Людям было хуже. За дорогой следил в основном Йост — он хорошо знал здешние места. Музыканты шли пешком и вяло переругивались, господин Карл Барба всё больше похрапывал, укрывшись в тени парусинового тента; ребятишки укрывались там же. Новичок — беловолосый дудочник, держался молча, будто размышлял о чём-то, и шагал размеренно, как заведённый механизм. Все предложения сесть в повозку он вежливо отклонял и продолжал идти, надвинув на глаза широкий замшевый берет, чтобы прикрыть от солнца белое лицо. Фриц часто (и всегда — неожиданно) ловил на себе его пристальный взгляд и спешно отворачивался; сердце у него начинало страшно колотиться, в горле становилось
Продвигались гистрионы медленно — от одного колодца до другого, часто делали привал, а если попадался постоялый двор, то всячески тянули время, чтобы засидеться подольше. Вот и сейчас вся гоп-компания остановилась в маленькой корчме и, заказав кому чего, сидела в ожидании обеда. Они заметно продвинулись на север, здесь уже ощутимо пахло морем. Корчма была построена исключительно занятно: часть её уходила в старый и наполовину срытый холм или курган, откуда, прямо из травы, торчали дымовые трубы. Там же размещались погреба. Из-за этой хитрой планировки летом тут всегда была прохлада, молоко и пиво подавали в запотевших кружках, а зимой наверняка всегда было тепло. Где-то близко, видно, находились старые каменоломни, где добывали известняк; пол в питейном зале был посыпан мелом, мгновенно впитывавшим запахи и сырость. Это было бы приятно, если бы не так сильно пачкало ноги — лестницы и полы в комнатах на втором этаже были белыми, белая пыль витала в воздухе, от неё першило в горле и всегда хотелось пить, а ежели тебе встречался пьяница, его всегда можно было опознать по белым бокам, испачканным от падений под стол. Неподалёку находился колодец, так что недостатка в воде не было, а две деревни, малый тракт и Лейденский канал исправно поставляли корчме посетителей. Вдалеке, цепочкой, уходили на север песчаные дюны. Среди странников это место было известно как «Песколаз». Хозяйствовал здесь Хендрик Ян Зандконнинг [83] . Фриц нашёл это забавным.
83
Зандконнинг (голл.) — песчаный король
Пока ждали обеда, закусывали устрицами — все музыканты оказались большими любителями этого деликатеса; они вооружились ножами и принялись за дело. Хозяин притаскивал сетку за сеткой, и плоские зеландские устрицы дюжинами исчезали в желудках бродячих артистов, приправленные солью, уксусом и оливковым маслом. Кукольник, Октавия и Фриц от остальных не отставали, и только Йост не проявил к дарам моря никакого интереса. Некоторое время в трактире раздавалось только щёлканье створок, хлюпанье, с которым путники высасывали сок, да сдержанное крепкое словцо, когда нож соскальзывал и резал пальцы. Пахло уксусом и мелом. Когда первый голод был утолён, непримиримые Феликс и Тойфель тут же заспорили, какие устрицы вкуснее: французские Prat Ar Couni, Brelon из Бретани, Marenne-Oleron с побережья Ла-Рошели или Gravettes d'Arcachon с их ореховым привкусом. Оба за время своих странствий перепробовали их неимоверное количество и в итоге сошлись на том, что местные зеландские если и не самые замечательные, то ни в чём не уступают французским и уж куда лучше дорчестерских или колчестерских.

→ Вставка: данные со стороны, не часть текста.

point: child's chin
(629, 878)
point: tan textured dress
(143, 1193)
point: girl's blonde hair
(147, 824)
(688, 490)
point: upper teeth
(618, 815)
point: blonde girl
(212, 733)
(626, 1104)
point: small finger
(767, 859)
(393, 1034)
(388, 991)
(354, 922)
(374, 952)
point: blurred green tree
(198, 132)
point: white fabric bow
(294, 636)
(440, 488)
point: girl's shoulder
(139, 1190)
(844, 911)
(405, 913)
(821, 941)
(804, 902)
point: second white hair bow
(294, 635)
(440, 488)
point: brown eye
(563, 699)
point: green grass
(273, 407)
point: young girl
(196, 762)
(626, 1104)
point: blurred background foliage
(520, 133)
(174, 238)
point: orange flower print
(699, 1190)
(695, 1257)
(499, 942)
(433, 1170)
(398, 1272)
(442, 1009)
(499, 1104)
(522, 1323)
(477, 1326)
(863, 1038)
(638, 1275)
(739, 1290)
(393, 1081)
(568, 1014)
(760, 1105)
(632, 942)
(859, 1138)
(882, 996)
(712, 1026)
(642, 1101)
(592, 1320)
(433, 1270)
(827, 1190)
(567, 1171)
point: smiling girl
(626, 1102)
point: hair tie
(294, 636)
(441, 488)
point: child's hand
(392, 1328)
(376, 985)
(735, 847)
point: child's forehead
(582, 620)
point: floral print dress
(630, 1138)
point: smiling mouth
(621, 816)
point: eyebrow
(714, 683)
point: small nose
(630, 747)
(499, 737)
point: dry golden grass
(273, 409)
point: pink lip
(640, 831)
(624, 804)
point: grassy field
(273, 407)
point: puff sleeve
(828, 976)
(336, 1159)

— Говорят, в Парамарибо устриц столько, что там их ракушками улицы мостят, — сыто отдуваясь и удовлетворённо цыкая зубом, подвёл итог трапезе Тойфель.

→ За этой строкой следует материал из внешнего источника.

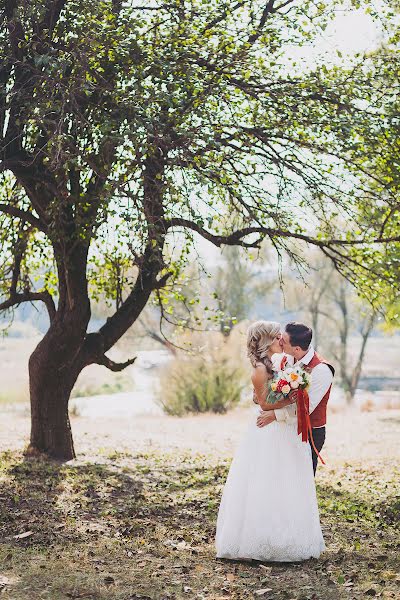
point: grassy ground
(137, 526)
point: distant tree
(331, 306)
(237, 285)
(126, 129)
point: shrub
(204, 383)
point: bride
(269, 508)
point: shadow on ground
(143, 527)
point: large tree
(129, 128)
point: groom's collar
(307, 357)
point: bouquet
(287, 380)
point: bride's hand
(265, 418)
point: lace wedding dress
(269, 508)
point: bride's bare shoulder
(259, 374)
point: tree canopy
(129, 129)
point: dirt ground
(133, 518)
(352, 436)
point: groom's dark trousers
(319, 439)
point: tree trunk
(52, 376)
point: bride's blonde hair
(260, 336)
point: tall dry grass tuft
(210, 378)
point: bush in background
(210, 381)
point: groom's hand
(265, 418)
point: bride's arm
(260, 378)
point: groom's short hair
(299, 334)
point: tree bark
(51, 383)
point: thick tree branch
(236, 238)
(17, 299)
(23, 215)
(113, 366)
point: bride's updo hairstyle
(260, 336)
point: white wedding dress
(269, 508)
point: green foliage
(199, 384)
(242, 136)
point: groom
(296, 342)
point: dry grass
(142, 526)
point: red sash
(303, 420)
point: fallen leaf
(181, 545)
(21, 536)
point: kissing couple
(269, 509)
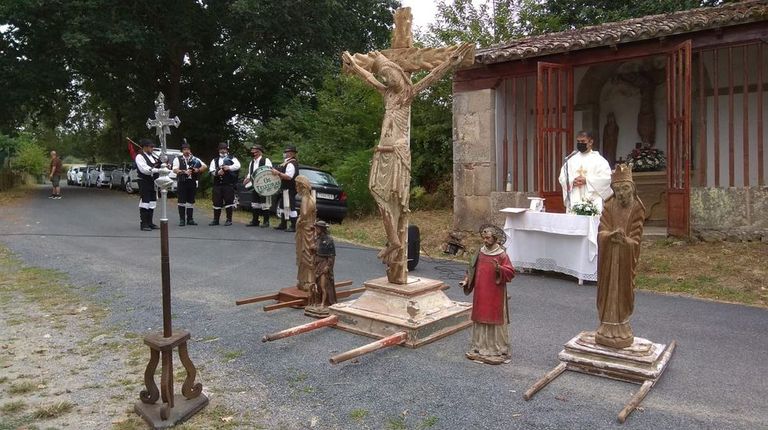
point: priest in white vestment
(589, 175)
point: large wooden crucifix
(389, 72)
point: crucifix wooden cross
(162, 120)
(403, 53)
(389, 72)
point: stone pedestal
(641, 363)
(637, 363)
(419, 308)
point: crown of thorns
(497, 233)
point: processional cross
(389, 72)
(174, 408)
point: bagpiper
(147, 166)
(224, 170)
(259, 203)
(187, 169)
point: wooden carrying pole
(391, 340)
(293, 331)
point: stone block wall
(729, 213)
(474, 157)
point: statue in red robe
(487, 277)
(618, 244)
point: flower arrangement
(585, 207)
(647, 159)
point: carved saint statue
(390, 176)
(323, 291)
(305, 235)
(487, 277)
(618, 238)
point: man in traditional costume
(488, 274)
(287, 171)
(224, 170)
(259, 204)
(147, 166)
(586, 175)
(305, 235)
(323, 291)
(618, 252)
(187, 169)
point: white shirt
(254, 164)
(177, 163)
(596, 170)
(234, 167)
(290, 170)
(141, 163)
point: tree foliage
(95, 66)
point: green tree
(97, 65)
(30, 157)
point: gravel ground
(715, 379)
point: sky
(424, 11)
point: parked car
(87, 173)
(331, 198)
(74, 175)
(103, 175)
(118, 176)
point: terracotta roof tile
(631, 30)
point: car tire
(414, 245)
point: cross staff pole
(162, 124)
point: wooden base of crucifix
(293, 297)
(642, 363)
(410, 315)
(174, 408)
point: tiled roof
(631, 30)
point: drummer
(259, 204)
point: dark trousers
(223, 197)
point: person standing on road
(147, 166)
(259, 204)
(187, 169)
(287, 172)
(55, 176)
(224, 170)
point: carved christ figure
(390, 177)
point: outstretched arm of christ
(438, 72)
(352, 67)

— Иди ты! — вскинулся Феликс. — Быть того не может!
— Может, может. Они там на деревьях растут.
— Как на деревьях? Врёшь ты всё — не может быть такого. Где эта параба… мариба… а?

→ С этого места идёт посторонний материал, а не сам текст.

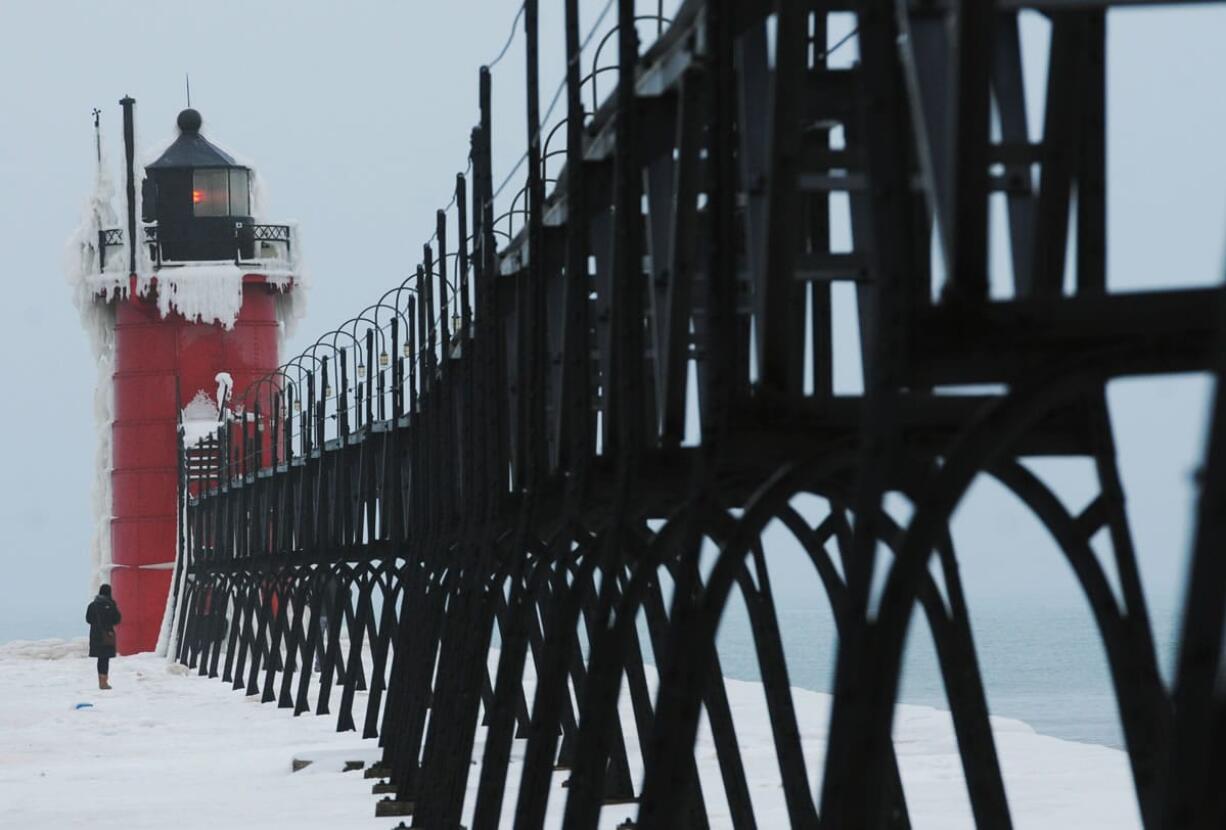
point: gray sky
(357, 117)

— В Суринаме, в Новом Свете.
— А… ну, там-то запросто. Хотя, наверное, всё равно враньё.
После закуски Кастус зачерпнул воды и отправился умываться на двор. Карл Барба вооружился ножом и стругал деревяшку, то и дело поправляя сползающие от пота очки. Йоста Фриц потерял из виду, исчез куда-то и ван Хорн. Дер Тойфель у окна возился со своим барабаном, Октавия сидела рядом — кулачки под подбородок, — болтала ногами и, как обычно, сыпала вопросами.